In its Hart-owned state, the mansion featured twenty-two rooms, four fireplaces, five chandeliers from Edmonton's historic McDonald Hotel, two porches, a view of downtown Calgary, and a coach house behind the main house which was joined to the main house through a greenhouse. Calgary artist Katie Ohe rented the coach house from the Harts and lived there for a time.

===2003 sale===
After the death of Stu Hart on October 16, 2003, the majority of his ten surviving children agreed to put the Hart House up for sale. Alison Hart gave several tours of the home to guests before finally handing down ownership of the $2 million home.

===After===
In June 2006, the city's preservation plans for the mansion were defeated in a tied 7-7 city council vote, leaving it susceptible to demolition. In October, however, a revised plan was authorized for thirteen townhouses to be built around the mansion as well as its restoration. In 2008 Ross Hart spoke of his wish for the building to be renovated but preserved in its original form. Construction was supposed to begin in summer 2007, but these plans were never implemented. Although the property went up for sale again in spring 2010, it was not sold. In December 2012, it was designated as a municipal heritage site by the City of Calgary as part of a development deal which also allowed the owner to build nine houses with secondary suites on the Hart House's undeveloped grounds.
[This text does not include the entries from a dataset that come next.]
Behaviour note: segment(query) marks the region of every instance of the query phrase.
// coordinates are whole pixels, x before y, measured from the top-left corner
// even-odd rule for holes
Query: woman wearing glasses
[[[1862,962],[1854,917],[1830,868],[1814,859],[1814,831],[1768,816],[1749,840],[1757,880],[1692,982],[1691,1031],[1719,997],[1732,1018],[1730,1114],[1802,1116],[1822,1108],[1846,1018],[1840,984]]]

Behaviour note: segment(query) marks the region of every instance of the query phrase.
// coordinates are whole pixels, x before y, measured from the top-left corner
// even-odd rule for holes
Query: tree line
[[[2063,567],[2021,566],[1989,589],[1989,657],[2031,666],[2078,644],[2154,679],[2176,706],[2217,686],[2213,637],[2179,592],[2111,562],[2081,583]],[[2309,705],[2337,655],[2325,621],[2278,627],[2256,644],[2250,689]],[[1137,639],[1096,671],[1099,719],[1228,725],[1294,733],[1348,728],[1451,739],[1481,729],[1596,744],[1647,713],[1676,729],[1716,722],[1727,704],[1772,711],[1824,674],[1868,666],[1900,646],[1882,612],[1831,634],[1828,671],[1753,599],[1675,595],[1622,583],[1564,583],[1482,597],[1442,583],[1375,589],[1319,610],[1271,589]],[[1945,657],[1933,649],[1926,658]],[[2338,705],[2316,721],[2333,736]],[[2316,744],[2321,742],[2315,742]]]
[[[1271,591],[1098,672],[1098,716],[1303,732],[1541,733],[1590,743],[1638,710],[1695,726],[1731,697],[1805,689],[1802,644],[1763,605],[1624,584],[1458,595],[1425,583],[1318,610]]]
After being renovated in 2013, the house was offered for renting. The renovated building includes a modern security system, a gourmet kitchen, a library, a home office, a gym, family rooms and six bedrooms.

==The Dungeon==

The Hart Dungeon was the gym and training school used by Stu Hart and some of his sons to train wrestlers and other athletes which was located in the mansion's basement.